On the other side of the coin, consumers seem to love the rounds. The finished and packaged sections have a fresh clean look. Best, purchasers can serve the honey right in the plastic case without having to transfer it into a dish or cut it out of the section.

The rounds also stack and store easily. I often keep some in my truck and give them away as thank-you gifts with my card attached. The hard covers protect them from damage and prevent leaks.

So there you have it: my love/hate relationship with Ross Rounds. I still don’t wish to expand my inventory of plastic parts, but I also can’t resist tossing what I have on a hive every year. It is hands-down the easiest section honey I ever made.



Ross round showing upper and lower covers that don’t meet. This space is hidden with a self-adhesive label, but it is hard to get the labels to lay flat because the covers are warpy or irregular.


  • While not as easy as Ross Rounds, there are wooden square designs that do much of the same thing. You simply pop out (OK, they are not that easy that they “pop” out) the squares and transfer them into any case you want them in finally. Since the wooden squares are made to be replaced, they are easy to make (a box cutter knife and some thin wood is all you need), and cheap as well. The bonus for me is that they are all wood. I’m with you on plastic. The less the better.

  • I had a little different experience with them. It did take a little to figure out how the system worked, but, then I thought it was a pretty neat system. However, though I put it on my strongest hive they never got filled. I had heard that bees can be hesitant to use those areas of the hive. I admit, it may just be my lack of knowledge of knowing how to get the bees to use them, however the whole season went by with very little comb building on the foundation and no honey at all.

    • Robert,

      That is disappointing. Did you mix them with other honey supers? I find it’s best if they don’t have a choice.

      • You asked if I mixed them with other supers. Yes I did. I will try them alone this year, if I have any bees left after the winter we have had here in the Detroit area. Officially our coldest on record.

    • Only put on the Ross rings and they fill them really well. Don’t give them a choice, you need to keep an eye on them and take them when the bees start to build in the lid.

  • Rusty,

    Are you about ready to place your sections or you are going to wait a couple of weeks? I still have not developed the “intuition” part of when to place them around here.

    The weather man promised a warm spring, like last year. So far all my dates are lining up to within 4 days with last year.


  • Is the irritating gap between the top and bottom so that you can easily run a knife or fingernail around to break the seal of the label?

    • Tom,

      Interesting idea but I never tried it. My issue with Ross Rounds is they don’t hold anything. Half of that seems not worth the effort.

  • I had the same experience as Robert. Bees never touched them. I will try to put the Ross Rounds on earlier next year without any other empty supers.

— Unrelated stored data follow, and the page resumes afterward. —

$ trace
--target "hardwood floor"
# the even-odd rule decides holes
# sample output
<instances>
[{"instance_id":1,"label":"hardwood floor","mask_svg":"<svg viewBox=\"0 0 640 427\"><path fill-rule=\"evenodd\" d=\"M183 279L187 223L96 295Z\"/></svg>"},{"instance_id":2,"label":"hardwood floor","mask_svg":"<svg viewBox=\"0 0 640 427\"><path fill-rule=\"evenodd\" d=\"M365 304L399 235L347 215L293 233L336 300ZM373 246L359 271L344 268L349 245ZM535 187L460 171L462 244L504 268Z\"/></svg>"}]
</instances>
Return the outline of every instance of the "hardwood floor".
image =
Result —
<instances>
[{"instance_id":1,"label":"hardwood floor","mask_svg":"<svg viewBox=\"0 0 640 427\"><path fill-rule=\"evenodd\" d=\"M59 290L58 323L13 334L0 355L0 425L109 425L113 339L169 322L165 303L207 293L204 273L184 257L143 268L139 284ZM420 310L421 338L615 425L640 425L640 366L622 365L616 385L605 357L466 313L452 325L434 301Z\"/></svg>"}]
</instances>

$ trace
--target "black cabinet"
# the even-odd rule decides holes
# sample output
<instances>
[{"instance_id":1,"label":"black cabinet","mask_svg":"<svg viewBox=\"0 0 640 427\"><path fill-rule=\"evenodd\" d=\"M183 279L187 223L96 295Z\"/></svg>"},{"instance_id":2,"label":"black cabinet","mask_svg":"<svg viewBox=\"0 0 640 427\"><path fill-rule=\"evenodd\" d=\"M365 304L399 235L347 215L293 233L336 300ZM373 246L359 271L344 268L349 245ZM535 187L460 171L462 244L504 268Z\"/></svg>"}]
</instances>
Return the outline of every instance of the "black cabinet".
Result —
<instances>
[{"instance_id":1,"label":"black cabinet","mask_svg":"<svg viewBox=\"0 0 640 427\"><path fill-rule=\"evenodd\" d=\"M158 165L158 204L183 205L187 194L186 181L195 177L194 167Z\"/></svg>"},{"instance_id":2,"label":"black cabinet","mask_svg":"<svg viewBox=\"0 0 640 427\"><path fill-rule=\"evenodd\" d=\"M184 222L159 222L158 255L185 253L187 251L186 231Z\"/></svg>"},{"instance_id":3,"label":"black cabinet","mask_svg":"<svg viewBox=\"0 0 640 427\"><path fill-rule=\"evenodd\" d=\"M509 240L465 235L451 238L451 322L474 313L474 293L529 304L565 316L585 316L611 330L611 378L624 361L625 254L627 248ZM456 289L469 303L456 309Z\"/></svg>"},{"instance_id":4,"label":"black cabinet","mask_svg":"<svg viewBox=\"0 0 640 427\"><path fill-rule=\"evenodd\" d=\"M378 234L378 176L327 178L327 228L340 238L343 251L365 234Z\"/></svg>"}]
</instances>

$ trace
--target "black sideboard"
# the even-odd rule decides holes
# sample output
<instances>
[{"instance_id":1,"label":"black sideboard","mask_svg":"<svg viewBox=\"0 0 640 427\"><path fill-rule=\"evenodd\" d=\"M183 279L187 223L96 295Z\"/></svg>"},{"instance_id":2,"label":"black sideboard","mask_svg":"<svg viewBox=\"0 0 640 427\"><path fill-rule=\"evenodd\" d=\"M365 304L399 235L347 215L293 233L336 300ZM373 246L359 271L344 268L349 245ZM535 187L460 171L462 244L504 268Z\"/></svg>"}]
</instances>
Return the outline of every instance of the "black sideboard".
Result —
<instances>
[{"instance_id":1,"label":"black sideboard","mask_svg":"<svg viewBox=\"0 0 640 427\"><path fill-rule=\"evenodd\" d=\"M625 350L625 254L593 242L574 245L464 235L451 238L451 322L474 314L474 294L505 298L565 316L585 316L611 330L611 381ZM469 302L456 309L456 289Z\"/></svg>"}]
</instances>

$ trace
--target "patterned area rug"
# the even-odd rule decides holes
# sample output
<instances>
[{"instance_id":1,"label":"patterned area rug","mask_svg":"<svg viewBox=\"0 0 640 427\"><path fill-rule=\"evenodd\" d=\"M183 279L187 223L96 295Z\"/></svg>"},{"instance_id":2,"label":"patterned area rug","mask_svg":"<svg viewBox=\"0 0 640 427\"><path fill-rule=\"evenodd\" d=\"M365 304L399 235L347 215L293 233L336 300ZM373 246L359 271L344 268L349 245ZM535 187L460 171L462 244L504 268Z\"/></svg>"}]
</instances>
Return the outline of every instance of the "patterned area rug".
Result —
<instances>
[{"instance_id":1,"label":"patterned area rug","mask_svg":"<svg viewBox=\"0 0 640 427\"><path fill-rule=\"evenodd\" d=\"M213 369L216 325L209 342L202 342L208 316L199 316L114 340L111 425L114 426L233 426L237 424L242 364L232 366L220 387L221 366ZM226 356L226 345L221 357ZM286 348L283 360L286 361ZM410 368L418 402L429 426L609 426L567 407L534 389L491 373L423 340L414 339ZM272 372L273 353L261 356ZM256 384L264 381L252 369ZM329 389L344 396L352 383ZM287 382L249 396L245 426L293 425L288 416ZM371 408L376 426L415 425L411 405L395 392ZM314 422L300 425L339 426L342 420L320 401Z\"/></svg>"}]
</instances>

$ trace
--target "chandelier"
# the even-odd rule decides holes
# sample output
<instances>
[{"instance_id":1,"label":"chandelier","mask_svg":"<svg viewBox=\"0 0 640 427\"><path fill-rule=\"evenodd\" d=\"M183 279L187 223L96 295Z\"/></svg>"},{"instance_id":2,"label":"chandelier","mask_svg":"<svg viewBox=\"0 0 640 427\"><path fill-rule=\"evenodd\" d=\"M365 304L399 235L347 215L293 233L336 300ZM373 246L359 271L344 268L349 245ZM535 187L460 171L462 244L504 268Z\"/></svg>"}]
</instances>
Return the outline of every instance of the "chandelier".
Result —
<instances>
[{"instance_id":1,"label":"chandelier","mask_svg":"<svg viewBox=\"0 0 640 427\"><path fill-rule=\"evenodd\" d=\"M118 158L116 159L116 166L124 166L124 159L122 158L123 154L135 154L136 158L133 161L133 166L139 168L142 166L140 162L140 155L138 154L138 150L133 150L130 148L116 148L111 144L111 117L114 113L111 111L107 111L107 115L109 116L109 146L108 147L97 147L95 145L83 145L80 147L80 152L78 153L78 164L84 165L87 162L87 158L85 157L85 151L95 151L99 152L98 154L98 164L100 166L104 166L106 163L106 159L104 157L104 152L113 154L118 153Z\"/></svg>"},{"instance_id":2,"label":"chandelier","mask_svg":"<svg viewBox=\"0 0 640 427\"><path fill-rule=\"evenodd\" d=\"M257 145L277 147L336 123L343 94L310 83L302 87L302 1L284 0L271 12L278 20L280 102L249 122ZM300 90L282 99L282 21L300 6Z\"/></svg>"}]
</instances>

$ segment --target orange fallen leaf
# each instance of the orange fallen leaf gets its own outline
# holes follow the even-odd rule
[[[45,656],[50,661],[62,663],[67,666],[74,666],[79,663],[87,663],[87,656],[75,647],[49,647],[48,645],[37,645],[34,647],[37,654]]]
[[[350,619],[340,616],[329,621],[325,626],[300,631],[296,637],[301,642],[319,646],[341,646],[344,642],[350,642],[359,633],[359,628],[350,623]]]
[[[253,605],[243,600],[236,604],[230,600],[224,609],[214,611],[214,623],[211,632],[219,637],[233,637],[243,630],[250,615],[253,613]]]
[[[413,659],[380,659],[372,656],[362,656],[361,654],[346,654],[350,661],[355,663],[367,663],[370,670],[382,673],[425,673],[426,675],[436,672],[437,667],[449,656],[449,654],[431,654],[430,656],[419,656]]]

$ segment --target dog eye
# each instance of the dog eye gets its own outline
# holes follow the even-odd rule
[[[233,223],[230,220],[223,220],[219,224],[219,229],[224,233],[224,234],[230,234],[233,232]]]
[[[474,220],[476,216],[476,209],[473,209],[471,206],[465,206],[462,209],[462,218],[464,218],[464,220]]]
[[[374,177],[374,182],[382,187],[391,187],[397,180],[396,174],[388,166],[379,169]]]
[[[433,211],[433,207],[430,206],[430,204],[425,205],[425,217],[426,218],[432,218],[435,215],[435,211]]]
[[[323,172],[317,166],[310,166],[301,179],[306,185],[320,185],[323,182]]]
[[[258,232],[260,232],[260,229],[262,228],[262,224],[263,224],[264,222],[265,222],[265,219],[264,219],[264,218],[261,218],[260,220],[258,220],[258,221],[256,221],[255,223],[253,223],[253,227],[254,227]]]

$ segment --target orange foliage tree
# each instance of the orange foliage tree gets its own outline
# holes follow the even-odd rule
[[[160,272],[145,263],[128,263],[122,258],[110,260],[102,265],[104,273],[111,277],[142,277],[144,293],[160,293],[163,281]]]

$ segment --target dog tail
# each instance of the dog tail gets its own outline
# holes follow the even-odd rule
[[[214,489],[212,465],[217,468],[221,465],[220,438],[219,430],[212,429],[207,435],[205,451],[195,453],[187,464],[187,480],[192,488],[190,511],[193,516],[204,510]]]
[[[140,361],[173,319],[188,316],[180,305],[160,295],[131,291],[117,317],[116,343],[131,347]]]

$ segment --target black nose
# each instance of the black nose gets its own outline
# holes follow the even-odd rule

  • I just received to Ross Round supers and I’m having a dickens of a time. I cannot get the two halves with the foundation in between to seal together. On every one of them, the brown notches don’t quite accommodate all four of the white notches, so the halves don’t sit down tightly. I have watched every YouTube video and feel confident that I understand how they are supposed to go together. Has anyone ever had this problem? Thanks for any guidance.

  • We have had the Ross rounds and now this is second year on the bee boxes and the bees will not build on them. Help?

  • I’ve actually had great luck with Ross Rounds, and I knew Tom Ross at the time he developed this system. I’ve never had an issue putting the parts together (and Yes!, there MUST be a white ring in every opening), but to get them filled I’ve found that really crowding the hive works best. So I use a really strong hive with two deeps, then brush/shake all the bees from one deep into the other one, take the deep that now has no adults and put it on another hive, and then put 1 or 2 Ross Rounds supers on top of the hive that has all the bees. They have nowhere to go but into the supers, which— if the honey flow is good— they fill quickly…so you end up with sections with snow white cappings!